An Intro To Dat's Cryptography

Dat is a secure peer to peer live syncing file sharing protocol for the web. Here's an overview of the cryptography used in the project. Even more technical details can be found in the Dat Paper.

This post is adapted from Tim Caswell's excellent presentation for Utah.js called 100 Weird Applications Of Public Key Cryptography. Tim is the Director of Engineering at Daplie.

Sodium #

Dat uses Sodium (aka libsodium) for cryptography. Sodium is a modern, easy-to-use software library for encryption, decryption, signatures, password hashing and more. It is a portable, cross-compilable, installable, packageable fork of NaCl, with a compatible API, and an extended API to improve usability even further. Its goal is to provide all of the core operations needed to build higher-level cryptographic tools.

Sodium is cross-platforms and cross-languages. It runs on a variety of compilers and operating systems, including Windows (with MinGW or Visual Studio, x86 and x86_64), iOS and Android. Javascript and WebAssembly versions are also available and are fully supported. Bindings for all common programming languages are available and well-supported.

The design choices emphasize security and ease of use. But despite the emphasis on high security, primitives are faster across-the-board than most implementations of the NIST standards.

Application 001: Sealed Boxes #

Sealed Boxes Analogy #

  • Bob wants to send a message to alice
  • He wants to ensure that only Alice can read the message
  • He doesn't want or need Alice to know it came from him
  • Alice gives away open padlocks, but not the key
  • Bob uses one to send a sealed box to Alice

Sealed Boxes - Sodium #

Sealed boxes are designed to anonymously send messages to a recipient given their public key.

Only the recipient can decrypt these messages, using their private key. While the recipient can verify the integrity of the message, they cannot verify the identity of the sender.

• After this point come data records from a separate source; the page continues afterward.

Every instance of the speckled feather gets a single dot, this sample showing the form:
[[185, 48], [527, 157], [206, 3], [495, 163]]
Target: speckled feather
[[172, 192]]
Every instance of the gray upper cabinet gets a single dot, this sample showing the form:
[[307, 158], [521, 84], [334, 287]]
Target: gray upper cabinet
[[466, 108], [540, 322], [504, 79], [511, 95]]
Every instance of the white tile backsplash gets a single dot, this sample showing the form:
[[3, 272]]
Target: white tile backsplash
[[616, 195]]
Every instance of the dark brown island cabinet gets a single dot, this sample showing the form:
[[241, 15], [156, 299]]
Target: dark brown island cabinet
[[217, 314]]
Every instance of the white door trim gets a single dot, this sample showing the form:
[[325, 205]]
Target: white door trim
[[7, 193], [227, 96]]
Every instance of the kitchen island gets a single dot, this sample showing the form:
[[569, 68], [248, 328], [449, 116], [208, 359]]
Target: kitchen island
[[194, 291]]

A messge is encrypted using an ephemeral key pair, meaning the secret key is destroyed right after the encryption process.

Without knowing the secret key used for a given message, the sender cannot decrypt their own message later. And without additional data, a message cannot be correlated with the identity of its sender.

Sending a sealed box in JavaScript #

// Alice generates a key pair and publisher her public key
let { publicKey, privateKey } = crypto_box_keypair()

// Bob composes an important message.
let message = 'Alice, there is a package on your doorstep'

// And seals it up tight in an anoymous box
let cipher = crypto_box_seal(message, publicKey)

// Alice opens the sealed box using her private key.
let decrypted = crypto_box_seal_open(cipher, publicKey, privateKey, 'text')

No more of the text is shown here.